Note: later Leslie Lamport uses the term “Voting Algorithm” as a replacement for the phrase “Single Degree Synod”.
So what exactly is my beef here? Well it seems the practical concepts of the Paxos paper are notoriously hard to grasp. Yet the useful parliament protocol is actually mechanically simple. Yes its got some subtleties to the proof that it works and if you actually set out to write a distributed system with it you find a lot of complexity in the failure modes. Thats a problem with the problem; not the mechanically simple solution to the problem. Trex has well past a hundred unit tests around the core paxos library code. Some of those covers the areas that Lamport doesn’t define but says that you would need to make a working system; such as state synchronisation. Off the back of that the demo app gives you an embeddable strong consistency engine you can layer into your own application. In my experience Paxos made implementing distributed strong consensus straight forward; at no point was I confused as to what the code should do in any situation. This is because the part-time parliament algorithm is easy to reason about once you comprehend it’s relatively simple invariants.

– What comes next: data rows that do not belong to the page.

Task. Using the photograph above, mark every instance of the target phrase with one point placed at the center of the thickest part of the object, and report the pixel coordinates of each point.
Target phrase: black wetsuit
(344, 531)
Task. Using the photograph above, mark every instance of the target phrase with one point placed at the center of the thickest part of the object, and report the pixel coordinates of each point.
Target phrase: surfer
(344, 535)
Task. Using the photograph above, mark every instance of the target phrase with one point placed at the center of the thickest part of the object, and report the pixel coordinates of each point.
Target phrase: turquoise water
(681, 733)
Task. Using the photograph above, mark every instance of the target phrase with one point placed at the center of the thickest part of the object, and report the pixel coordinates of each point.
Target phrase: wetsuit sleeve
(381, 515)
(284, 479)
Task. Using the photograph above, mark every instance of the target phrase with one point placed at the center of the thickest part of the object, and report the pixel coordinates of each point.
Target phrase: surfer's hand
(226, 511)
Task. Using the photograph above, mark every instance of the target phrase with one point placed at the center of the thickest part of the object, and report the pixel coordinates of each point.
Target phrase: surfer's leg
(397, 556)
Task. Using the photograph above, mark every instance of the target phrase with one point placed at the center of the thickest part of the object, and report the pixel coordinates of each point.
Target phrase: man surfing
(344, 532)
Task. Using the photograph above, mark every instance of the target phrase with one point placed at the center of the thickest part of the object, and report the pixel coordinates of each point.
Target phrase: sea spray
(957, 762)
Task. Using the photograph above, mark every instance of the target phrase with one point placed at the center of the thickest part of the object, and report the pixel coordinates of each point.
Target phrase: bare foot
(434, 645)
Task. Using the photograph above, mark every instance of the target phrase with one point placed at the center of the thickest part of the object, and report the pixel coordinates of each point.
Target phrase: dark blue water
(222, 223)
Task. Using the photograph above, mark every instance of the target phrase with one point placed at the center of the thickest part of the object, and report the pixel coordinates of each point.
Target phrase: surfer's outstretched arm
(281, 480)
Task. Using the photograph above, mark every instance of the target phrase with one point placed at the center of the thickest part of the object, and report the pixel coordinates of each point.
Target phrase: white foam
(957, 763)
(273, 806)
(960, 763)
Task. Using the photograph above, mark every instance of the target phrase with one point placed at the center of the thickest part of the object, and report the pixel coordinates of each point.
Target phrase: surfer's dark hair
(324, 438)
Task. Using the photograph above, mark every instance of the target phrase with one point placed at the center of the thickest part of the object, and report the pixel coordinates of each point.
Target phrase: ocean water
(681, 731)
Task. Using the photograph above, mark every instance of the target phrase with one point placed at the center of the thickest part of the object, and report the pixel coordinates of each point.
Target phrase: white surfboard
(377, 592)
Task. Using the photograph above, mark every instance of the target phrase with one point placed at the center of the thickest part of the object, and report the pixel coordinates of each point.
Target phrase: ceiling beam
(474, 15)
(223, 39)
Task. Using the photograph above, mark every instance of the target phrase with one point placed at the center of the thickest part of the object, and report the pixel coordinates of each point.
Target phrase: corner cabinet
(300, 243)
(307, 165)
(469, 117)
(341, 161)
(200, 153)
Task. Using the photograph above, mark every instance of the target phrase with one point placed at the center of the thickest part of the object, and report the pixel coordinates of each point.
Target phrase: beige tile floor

I think a big part of the problem is that Paxos is badly taught. Lamport discovered the Single Synod protocol trying to prove the impossibility of distributed consensus then immediately used it to do something useful; state replication. So it was natural for him to write it up in chronological order. Clearly Paxos is a work of genius but given the confusion over it perhaps we shouldn’t be teaching the topic the way Lamport introduced it; I believe the world would be less confused if he had written the paper the other way around and discussed the parliament protocol in the first part of the paper then introduced the Single Synod protocol as an abstract model to prove the correctness of the useful algorithm which is the subject of the title of the paper.
If your a mathematician, academic computer scientist, or someone with a hard science education that focused on abstract proofs, then perhaps the way Lamport introduced the topic isn’t confusing. You must be in the minority though given all the confusion about the subject. If you are an educator then I implore you not to teach the topic that way around. First introduce “what we are trying to achieve” such as replicating the state of a table and introduce the multi-decree parliament protocol. Then teach “how do we prove that it is correct” with the Single Synod protocol. That is then the bridge into all the derivations which try to optimise the protocols which share the same foundations. Then you may give engineers going out to work in the brave new world of distributed computing the practical technique and theoretical toolkit that the original paper was trying to gift to the world. Its a shame it was all Greek to most people.